PANTHER Over-Representation or Enrichment Analysis

Use PANTHER services to perform over-representation enrichment analysis. You can either provide a character vector of gene IDs for over-representation analysis, or a data frame of gene IDs and expression analysis.
Please refer to the details section for more information on the statistical analysis.

Usage

rba_panther_enrich(
  genes,
  organism,
  annot_dataset,
  test_type = NULL,
  correction = "FDR",
  cutoff = NULL,
  ref_genes = NULL,
  ref_organism = NULL,
  ...
)

Arguments

genes

Either a character vector or a data frame. Depending on this parameter, the analysis type is determined.

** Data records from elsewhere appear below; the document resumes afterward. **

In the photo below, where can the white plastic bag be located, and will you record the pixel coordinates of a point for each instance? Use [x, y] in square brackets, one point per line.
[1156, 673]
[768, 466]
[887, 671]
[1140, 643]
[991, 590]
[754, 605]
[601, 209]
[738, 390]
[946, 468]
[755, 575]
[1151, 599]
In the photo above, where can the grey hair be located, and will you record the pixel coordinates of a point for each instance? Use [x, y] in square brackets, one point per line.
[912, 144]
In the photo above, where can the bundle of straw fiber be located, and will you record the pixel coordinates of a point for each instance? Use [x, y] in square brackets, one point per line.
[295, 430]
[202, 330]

Character vector:: If a character vector is supplied, over-representation analysis will be performed using either Fisher's exact test (default), or binomial.
Data frame:: If a data.frame is supplied, statistical enrichment test is performed using Mann-Whitney U (Wilcoxon Rank-Sum) test. The data frame should have two columns: the first column is a character vector with gene identifiers and the second column is a numerical vector with expression values.

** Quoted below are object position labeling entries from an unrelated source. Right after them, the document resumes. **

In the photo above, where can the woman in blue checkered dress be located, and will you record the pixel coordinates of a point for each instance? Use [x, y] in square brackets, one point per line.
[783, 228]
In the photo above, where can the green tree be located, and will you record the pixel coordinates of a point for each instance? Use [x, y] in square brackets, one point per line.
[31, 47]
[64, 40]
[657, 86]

In both cases, maximum of 10000 genes can be supplied. The gene identifiers can be any of: Ensemble gene ID, Ensembl protein ID, Ensembl transcript ID, Entrez gene ID, gene symbol, NCBI GI, HGNC ID, International protein index ID, NCBI UniGene ID, UniProt accession or UniProt ID.

organism

(numeric) NCBI taxon ID. run rba_panther_info with argument 'what = "organisms"' to get a list of PANTHER's supported organisms.

annot_dataset

A PANTHER dataset ID to test your input against it. run rba_panther_info with argument 'what = "datasets"' to get a list of PANTHER's supported datasets. Note that you should enter the "id" of the dataset, not its label (e.g. entering "biological_process" is incorrect, you should rather enter "GO:0008150").

test_type

statistical test type to calculate the p values.

If performing over-representation analysis (i.e. `genes` parameter is a character vector), valid values are "FISHER" (default) or "BINOMIAL".
If performing statistical enrichment analysis (i.e. `genes` parameter is a data.frame), the only valid value is "Mann-Whitney"

correction

p value correction method. either "FDR" (default), "BONFERRONI" or "NONE".

cutoff

(Numeric) (Optional) a threshold to filter the results. if correction is "FDR", the threshold will be applied to fdr column's values; if otherwise, the threshold will be applied to p value column.

ref_genes

(Optional, only valid if genes is a character vector) A character vector of genes that will be used as the test's background (reference/universe) gene set. If no value supplied, all of the genes in specified organism will be used. The maximum length and supported IDs are the same as 'genes' argument.

ref_organism

(Optional, only valid if genes is a character vector) if 'ref_genes' is used, you can specify the organisms which correspond to your supplied IDs in 'ref_genes' argument. see 'organism' argument for supported values.

...

rbioapi option(s). See rba_options's arguments manual for more information on available options.

Value

A list with the parameters and results. If the analysis was successful, the results data frame are returned in the "results" element within the list. Otherwise, an error message will be returned under the "search$error" element in the returned list.

Details

Over-representation Test: It assesses whether specific gene sets are represented in your input gene list differently from what is expected by chance. It uses Fisher's exact test or Binomial test to calculate p-values. Fisher's exact test determines the probability of observing the gene counts in a category based on a hypergeometric distribution; the binomial test compares the observed proportion of genes in a category to the expected proportion based on the reference list. A significant p-value indicates over-representation or under-representation of a gene set.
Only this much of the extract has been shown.